Just after the holidays, as the flu virus become more aggressive, the stomach virus also wreak havoc, affecting more people this year.

Caused by the norovirus, the disease is also known as the stomach flu. However, it has nothing with influenza. Flu virus is a respiratory infection while the stomach one affects the gut and intestines.

As the cases of flu patients continue to pile up this season as reported earlier, norovirus also become more predominant among families as it is a highly contagious disease.

People can easily get it the same way they get influenza. In family gatherings, norovirus easily affects people as it is also transmitted through physical contact.

Furthermore, the disease is also swiftly spread by touching common inanimate objects such as door knob, light switches, counters, and others.

According to the Washington Post, the symptoms of the stomach virus are vomiting, chills, fever, diarrhea, dehydration, and abdominal pain. Once it sets, it is usually brutal, sending people grabbing for the bucket as they vomit nonstop during the first day.

Since it is highly contagious, outbreaks and epidemics are usually anticipated as it also affects doctors and health workers.
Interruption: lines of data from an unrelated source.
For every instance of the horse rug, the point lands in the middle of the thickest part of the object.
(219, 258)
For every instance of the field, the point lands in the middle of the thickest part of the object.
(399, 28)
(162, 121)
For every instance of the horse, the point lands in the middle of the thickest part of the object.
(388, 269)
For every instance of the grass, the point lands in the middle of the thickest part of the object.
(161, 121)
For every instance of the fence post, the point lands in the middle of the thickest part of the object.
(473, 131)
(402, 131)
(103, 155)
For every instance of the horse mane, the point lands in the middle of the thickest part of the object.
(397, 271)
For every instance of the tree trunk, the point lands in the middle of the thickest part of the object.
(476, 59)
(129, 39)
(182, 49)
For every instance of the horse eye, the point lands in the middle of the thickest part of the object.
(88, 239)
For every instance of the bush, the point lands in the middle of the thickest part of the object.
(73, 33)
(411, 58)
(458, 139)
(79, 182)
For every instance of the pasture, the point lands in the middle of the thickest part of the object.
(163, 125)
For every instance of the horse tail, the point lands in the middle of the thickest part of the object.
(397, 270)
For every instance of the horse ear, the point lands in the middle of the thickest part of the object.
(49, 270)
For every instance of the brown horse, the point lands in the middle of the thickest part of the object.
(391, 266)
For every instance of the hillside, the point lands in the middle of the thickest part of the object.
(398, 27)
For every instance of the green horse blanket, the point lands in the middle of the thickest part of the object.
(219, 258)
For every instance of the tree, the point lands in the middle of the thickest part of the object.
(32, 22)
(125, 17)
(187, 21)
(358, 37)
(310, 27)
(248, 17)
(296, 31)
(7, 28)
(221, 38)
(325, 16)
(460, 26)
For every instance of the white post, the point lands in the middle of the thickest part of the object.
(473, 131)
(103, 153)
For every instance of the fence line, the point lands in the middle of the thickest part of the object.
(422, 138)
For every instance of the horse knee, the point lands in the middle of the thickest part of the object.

Children are the common victims, spreading the disease in schools, and daycares.

The virus have also spread across New York city and that it has gotten so bad that all health workers are required to wear masks and get their shots to protect from the virus, the Salamanca Press reports.

According to disease experts, the spread of norovirus can easily be managed just as long people remember to wash their hands regularly, before and after touching contaminated things. They should also avoid putting their hands on their mouths.

Hand sanitation is very important, so is food sanitation. People who show the symptoms of the virus should keep from preparing food. Meat and seafood should be also thoroughly cooked, and fruits properly washed.

Also, immediate removal and proper disposal of diapers, linens, and other materials that are contaminated with the stool or vomit of the patient helps in curbing the spread.

On the bright side, the symptoms last only for 2 to 3 days. There is no need for antibiotics. Proper rest and hydration are the most common treatment for the stomach virus.